CIEM
La gestión de derechos sobre infraestructura cloud, o CIEM, es el análisis de quién y qué puede hacer qué dentro de un entorno cloud: resolver los permisos concedidos en permisos efectivos y compararlos con los permisos que de verdad se usan. Es la cara de identidad de la postura de seguridad en cloud, y en la mayoría de los entornos es donde está el riesgo explotable.
El problema que resuelve es que nadie puede leer a ojo un modelo de permisos de cloud. Los derechos llegan de varias capas a la vez, vienen matizados por condiciones y se componen de formas que producen accesos que nadie concedió a propósito: una identidad a la que se le permite modificar una política o asumir un rol tiene de hecho todos los permisos alcanzables desde ahí. Responder a qué puede hacer una identidad exige, por tanto, evaluar el grafo, no leer la política que lleva pegada.
La segunda mitad es el uso. Comparar los permisos efectivos con lo que una identidad ha invocado realmente durante un periodo convierte el mínimo privilegio de instrucción general en una lista concreta de derechos que se pueden retirar con la evidencia delante, que es la única versión de esa conversación que sobrevive al contacto con un equipo de ingeniería.
La mayor parte del valor cae sobre identidades que no son personas.

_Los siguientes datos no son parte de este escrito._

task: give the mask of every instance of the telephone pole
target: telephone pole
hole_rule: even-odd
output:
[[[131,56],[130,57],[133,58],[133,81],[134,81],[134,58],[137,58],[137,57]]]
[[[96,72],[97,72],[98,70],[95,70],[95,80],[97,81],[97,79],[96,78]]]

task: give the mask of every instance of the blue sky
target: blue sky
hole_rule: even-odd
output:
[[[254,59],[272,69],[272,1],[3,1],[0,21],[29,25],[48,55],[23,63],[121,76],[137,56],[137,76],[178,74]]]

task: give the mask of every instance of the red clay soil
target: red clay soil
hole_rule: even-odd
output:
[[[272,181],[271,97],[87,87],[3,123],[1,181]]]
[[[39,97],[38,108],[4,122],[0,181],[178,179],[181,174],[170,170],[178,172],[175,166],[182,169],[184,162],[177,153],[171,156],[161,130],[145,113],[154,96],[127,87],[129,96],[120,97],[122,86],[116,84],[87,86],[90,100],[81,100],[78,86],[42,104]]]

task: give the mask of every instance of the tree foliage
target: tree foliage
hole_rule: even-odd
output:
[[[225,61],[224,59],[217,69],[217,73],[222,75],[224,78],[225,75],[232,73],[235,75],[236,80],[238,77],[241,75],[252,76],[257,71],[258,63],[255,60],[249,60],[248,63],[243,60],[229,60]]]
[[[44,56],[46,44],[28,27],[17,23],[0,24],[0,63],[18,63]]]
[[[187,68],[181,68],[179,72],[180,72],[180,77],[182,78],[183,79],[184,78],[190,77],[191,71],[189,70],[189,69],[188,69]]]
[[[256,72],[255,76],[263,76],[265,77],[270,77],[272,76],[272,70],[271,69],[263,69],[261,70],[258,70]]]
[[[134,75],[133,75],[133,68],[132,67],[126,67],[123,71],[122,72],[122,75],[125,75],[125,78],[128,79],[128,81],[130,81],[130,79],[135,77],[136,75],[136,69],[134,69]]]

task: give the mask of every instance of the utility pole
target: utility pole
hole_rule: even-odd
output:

Una credencial de tubería o un rol de carga de trabajo tiene un cometido estrecho y estable, así que la distancia entre lo concedido y lo usado es amplia y se puede cerrar sin riesgo, y eso convierte a la identidad no humana en el primer objetivo natural. Lo que hacemos en un encargo es esa misma enumeración desde el lado del atacante: coger la identidad que hemos obtenido y establecer hasta dónde llega, incluida la asunción de roles. Ese camino suele ser más corto de lo que el cliente espera, y trazarlo forma parte del pentesting cloud donde enumeramos hasta dónde alcanza de verdad una identidad.